On my way back to Delhi after the completion of the relief mission I broke journey in Ahmedabad and stayed with Shrenikbhai, a family friend, who, hearing about the relief work I had taken part in, suddenly got inspired and decided to take me to meet a friend of his ‘who also does a lot of social work.’

It wasn’t until we reached a large, imposing temple and walked up marble steps and met this social worker friend of his face to face that I realized I was meeting a leading functionary of the Vishwa Hindu Parisad (VHP) in Ahmedabad. I was introduced to the unsmiling man as someone who had spent the last few weeks doing relief work in Naliya. Then, as an afterthought Shrenikbhai helpfully added, “He worked with Christians there.”

The room became very quiet. The VHP man pulled out a pen and paper and pushed it over the desk towards me. “Write down their names and address,” he said.

I took the pen and paper, my mind racing. I do not know what he had in mind or what his intent behind that question was. All I knew was that the VHP was not kindly disposed towards Christians. As I slowly took the cap off the ball-point pen, a thought suddenly truck me.
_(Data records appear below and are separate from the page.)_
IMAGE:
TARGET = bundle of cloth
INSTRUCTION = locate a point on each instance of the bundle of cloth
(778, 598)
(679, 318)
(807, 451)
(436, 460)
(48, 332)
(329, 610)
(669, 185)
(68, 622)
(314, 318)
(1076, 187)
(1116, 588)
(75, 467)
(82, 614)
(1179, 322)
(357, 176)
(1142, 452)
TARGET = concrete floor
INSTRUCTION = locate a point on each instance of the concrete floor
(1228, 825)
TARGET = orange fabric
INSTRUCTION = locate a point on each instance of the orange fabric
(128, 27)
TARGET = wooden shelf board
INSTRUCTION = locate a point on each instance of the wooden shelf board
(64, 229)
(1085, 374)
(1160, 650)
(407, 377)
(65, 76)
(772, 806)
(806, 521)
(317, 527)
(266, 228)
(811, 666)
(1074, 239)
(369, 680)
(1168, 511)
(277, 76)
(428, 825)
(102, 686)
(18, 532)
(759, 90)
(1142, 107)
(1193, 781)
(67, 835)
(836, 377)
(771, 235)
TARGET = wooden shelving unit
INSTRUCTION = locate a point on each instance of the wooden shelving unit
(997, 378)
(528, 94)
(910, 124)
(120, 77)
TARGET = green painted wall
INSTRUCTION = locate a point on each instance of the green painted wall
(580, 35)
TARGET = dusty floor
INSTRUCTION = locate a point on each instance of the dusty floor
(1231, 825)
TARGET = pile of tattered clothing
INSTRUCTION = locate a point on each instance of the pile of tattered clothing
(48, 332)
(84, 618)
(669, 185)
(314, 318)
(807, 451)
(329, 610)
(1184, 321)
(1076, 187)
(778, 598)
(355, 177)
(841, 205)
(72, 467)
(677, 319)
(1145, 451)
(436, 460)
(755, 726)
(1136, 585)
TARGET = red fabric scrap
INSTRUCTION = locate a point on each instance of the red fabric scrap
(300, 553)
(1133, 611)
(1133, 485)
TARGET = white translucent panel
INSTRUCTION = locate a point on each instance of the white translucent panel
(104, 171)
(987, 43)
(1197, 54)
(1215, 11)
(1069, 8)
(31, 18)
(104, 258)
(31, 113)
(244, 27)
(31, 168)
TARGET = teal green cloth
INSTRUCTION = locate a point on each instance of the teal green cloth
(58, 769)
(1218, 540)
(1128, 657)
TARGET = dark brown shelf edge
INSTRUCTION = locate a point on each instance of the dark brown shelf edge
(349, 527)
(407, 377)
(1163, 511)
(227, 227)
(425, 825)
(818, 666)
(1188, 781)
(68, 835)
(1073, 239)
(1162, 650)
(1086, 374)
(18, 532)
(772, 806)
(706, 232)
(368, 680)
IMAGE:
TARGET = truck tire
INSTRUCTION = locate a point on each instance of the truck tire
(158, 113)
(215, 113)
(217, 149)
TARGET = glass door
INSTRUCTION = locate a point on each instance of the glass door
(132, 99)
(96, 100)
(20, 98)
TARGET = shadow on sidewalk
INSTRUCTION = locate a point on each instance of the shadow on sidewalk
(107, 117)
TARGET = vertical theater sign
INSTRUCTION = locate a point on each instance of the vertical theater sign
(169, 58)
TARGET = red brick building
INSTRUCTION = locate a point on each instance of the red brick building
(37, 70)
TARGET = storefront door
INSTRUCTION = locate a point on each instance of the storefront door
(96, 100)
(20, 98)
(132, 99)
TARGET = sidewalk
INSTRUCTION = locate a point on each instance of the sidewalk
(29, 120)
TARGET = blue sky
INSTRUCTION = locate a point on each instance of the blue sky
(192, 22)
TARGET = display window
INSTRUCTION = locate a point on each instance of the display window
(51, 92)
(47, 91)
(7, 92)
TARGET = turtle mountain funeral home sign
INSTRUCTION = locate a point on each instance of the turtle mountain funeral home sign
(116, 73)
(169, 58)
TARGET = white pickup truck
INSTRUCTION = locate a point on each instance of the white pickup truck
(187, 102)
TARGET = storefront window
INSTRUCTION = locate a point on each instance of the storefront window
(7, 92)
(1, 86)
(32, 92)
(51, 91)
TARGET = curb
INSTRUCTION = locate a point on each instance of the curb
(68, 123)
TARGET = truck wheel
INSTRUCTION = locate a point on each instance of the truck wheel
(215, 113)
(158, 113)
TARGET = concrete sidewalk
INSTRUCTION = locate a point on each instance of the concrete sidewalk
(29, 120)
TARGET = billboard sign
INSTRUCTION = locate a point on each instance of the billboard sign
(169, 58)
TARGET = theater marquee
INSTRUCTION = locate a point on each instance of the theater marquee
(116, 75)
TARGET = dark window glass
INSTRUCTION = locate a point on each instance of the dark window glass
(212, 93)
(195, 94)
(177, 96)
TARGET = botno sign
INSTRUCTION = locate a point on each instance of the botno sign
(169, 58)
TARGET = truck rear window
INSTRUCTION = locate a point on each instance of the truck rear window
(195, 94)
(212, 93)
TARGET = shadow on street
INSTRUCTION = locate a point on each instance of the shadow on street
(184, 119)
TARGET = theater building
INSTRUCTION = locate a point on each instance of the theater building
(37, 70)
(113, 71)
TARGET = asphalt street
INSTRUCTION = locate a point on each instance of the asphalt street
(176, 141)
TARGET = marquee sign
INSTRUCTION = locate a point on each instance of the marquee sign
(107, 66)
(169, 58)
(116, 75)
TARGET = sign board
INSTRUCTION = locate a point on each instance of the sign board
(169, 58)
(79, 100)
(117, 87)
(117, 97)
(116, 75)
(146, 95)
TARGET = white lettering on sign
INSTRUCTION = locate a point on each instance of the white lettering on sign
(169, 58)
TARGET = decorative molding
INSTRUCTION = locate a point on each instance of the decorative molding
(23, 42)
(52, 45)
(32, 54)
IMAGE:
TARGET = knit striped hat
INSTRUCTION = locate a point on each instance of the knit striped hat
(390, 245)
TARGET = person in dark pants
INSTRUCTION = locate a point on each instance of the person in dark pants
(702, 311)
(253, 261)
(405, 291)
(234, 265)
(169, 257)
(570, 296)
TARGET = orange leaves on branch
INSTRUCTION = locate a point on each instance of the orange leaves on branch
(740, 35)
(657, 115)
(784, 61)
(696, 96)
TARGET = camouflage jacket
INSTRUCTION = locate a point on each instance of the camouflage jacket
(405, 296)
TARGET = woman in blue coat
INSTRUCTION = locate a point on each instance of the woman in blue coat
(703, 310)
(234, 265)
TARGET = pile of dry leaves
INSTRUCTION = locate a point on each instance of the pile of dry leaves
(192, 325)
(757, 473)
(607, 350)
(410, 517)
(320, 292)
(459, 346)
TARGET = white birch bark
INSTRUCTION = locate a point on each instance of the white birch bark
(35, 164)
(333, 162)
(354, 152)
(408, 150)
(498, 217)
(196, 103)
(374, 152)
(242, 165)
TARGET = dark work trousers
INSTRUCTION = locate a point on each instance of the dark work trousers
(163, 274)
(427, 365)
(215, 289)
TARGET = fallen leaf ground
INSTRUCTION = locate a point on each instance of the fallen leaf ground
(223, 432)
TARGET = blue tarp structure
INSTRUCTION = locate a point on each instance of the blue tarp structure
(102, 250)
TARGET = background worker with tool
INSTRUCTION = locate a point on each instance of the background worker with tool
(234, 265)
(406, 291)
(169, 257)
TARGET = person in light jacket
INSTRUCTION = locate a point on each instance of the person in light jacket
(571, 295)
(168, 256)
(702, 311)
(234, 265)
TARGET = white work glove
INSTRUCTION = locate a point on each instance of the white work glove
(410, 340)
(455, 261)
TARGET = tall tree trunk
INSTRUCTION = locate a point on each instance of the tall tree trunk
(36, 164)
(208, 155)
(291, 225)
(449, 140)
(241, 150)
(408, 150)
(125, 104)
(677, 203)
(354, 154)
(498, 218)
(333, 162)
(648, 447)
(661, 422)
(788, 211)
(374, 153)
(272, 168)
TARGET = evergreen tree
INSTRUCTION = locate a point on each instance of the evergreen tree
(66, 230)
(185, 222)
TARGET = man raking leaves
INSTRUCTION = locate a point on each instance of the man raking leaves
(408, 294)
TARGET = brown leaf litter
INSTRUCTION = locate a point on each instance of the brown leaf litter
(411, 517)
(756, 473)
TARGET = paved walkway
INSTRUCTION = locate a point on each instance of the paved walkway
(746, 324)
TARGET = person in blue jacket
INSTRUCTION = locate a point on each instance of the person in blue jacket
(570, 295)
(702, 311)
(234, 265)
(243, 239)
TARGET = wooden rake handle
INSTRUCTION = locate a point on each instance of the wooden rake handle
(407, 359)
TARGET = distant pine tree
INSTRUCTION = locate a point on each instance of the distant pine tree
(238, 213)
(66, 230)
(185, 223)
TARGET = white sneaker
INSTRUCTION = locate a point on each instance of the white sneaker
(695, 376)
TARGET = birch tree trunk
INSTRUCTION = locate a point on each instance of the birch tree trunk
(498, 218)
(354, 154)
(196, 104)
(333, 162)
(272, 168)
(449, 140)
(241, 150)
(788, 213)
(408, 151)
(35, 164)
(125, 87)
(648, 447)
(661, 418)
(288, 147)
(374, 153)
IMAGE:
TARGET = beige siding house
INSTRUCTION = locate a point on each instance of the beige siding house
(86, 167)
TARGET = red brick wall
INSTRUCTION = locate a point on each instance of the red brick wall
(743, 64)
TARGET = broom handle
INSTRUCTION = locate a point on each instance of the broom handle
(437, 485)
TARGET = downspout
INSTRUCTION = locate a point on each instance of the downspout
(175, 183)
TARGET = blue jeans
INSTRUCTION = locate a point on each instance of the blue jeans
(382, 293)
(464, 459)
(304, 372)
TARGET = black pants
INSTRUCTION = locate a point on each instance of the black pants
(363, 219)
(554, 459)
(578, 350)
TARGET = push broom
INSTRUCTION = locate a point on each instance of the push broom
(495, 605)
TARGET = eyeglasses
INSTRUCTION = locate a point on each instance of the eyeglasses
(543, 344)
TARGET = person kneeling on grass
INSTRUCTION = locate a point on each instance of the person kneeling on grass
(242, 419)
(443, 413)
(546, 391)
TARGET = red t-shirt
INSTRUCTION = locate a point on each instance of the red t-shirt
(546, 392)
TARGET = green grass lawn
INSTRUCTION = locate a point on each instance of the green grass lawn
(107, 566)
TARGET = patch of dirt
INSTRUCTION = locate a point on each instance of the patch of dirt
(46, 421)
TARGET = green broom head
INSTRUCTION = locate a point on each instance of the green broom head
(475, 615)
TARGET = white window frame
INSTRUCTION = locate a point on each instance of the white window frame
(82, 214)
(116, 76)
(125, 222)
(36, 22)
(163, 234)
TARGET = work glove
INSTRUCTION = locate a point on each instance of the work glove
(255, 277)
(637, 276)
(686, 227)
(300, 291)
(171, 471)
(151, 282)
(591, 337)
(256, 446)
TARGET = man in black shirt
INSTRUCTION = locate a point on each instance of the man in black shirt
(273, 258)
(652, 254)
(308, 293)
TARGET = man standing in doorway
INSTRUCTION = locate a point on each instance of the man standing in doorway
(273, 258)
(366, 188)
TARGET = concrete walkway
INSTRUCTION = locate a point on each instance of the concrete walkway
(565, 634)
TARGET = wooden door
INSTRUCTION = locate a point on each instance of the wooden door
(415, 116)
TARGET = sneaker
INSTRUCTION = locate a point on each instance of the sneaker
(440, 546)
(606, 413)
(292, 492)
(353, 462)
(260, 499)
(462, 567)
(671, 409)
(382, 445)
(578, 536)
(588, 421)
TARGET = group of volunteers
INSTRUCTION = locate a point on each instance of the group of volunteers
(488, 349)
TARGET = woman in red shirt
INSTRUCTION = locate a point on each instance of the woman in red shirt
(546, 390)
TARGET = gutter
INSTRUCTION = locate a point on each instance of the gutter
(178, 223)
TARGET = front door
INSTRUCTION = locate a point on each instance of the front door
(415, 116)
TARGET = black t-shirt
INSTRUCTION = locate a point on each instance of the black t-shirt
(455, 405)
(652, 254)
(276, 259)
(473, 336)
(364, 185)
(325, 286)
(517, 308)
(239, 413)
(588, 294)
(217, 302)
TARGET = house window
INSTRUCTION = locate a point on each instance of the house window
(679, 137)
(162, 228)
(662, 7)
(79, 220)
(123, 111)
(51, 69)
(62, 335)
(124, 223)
I asked the man, “Can you tell me about some of your projects in Gujarat?”

“Why do you want to know?” he asked.

“Because I know some NRIs in the United States who are looking for worthy projects to sponsor.”

Suddenly, the atmosphere in the room changed. Brochures and booklets were brought out enumerating the various projects that the VHP undertakes. – gaushalas, schools, orphanages. I showed a keen interest in what was being shared and told the man I would send these across to my NRI friends as soon as possible. Chaach (buttermilk) was served and we took our leave shortly thereafter. The Christians in Naliya were forgotten.

The massacre that shook Gujarat, India and the world the following year was horrifying beyond measure, but to me, not surprising. Gujarat was a conflagration waiting to happen. It just needed someone to light the match.

The writer is an educator who conducts community-building workshops for high school students and teachers.